Voices drifted by his office. Someone peered in the narrow window beside the door, then walked away.

The phone would ring again in an hour, he told himself. Things would be fine. He pulled up to his gray computer and tried to work. The cursor arrow floated. Text scrolled down the screen.

He thought about going across the street to the strip mall to pick up lunch. Get out of the office. He pictured himself shuffling over to the mediocre sub shop. Or the convenience store if he forced himself to settle for a yogurt.

Then he thought about taking a nap, and immediately felt tired. Felt the comfort call of sleep. His apartment was only 10 minutes away--8 if he hit all the lights. So when it neared lunchtime and the morning tiredness still lingered, it was hard not to think about a nap.

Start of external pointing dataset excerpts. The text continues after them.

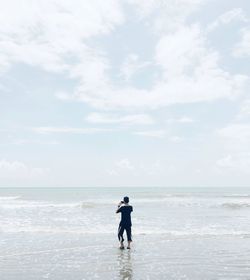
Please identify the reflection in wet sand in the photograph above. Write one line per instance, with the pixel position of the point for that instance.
(125, 265)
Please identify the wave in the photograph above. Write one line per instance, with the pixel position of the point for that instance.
(236, 205)
(9, 197)
(136, 232)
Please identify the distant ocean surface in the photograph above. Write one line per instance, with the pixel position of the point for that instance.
(71, 233)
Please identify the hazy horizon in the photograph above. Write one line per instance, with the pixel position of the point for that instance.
(124, 93)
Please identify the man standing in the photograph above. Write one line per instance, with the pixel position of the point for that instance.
(125, 224)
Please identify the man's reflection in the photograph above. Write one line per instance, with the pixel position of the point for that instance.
(125, 265)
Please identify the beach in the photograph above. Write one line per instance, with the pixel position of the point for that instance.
(71, 233)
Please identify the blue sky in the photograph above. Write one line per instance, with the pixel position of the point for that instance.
(124, 93)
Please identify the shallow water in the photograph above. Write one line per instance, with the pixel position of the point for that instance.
(177, 234)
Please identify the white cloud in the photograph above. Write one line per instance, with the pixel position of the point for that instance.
(51, 34)
(243, 47)
(236, 136)
(152, 133)
(236, 14)
(18, 170)
(226, 161)
(170, 14)
(131, 66)
(142, 119)
(235, 139)
(181, 120)
(244, 113)
(70, 130)
(190, 73)
(124, 164)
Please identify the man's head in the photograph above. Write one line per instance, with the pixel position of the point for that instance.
(126, 199)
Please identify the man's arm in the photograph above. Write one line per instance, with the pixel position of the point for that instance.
(119, 207)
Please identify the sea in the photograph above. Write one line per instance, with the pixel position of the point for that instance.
(71, 233)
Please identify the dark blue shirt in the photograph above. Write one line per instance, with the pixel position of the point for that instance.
(125, 211)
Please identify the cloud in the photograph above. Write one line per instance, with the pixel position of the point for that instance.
(170, 14)
(244, 114)
(52, 34)
(18, 170)
(70, 130)
(99, 118)
(151, 133)
(182, 120)
(236, 136)
(235, 139)
(124, 164)
(242, 49)
(190, 72)
(55, 36)
(236, 14)
(131, 66)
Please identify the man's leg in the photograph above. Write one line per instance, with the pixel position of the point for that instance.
(120, 236)
(129, 237)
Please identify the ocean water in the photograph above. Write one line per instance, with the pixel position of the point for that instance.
(71, 233)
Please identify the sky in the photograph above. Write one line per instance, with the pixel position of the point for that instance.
(124, 93)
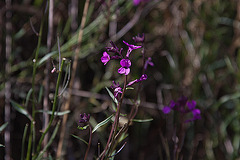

With a nap so easy to take, and Rachel calling like that, the morning tiredness lingered. He had come to work that morning determined to work through lunch. No nap.

Five minutes later he was driving down the parking garage ramp. He slipped his white pass-card in the silver box and the striped arm rose. You're going home to nap, he thought. That's good.

The intersection at the highway junction was backed up with traffic. He looked at his watch. Ten minutes today. He turned on the radio. They were advertising for "Classics on the Common." Summer was a month away. Soon there would be old movies on the city common on Friday nights. Vertigo was the first one this year.

On their third date, he'd taken her to Casablanca. She had never seen it before.

"Are you sure it's not sappy?" she'd asked, raising one red eyebrow high and sharp. That was one of the things she could do.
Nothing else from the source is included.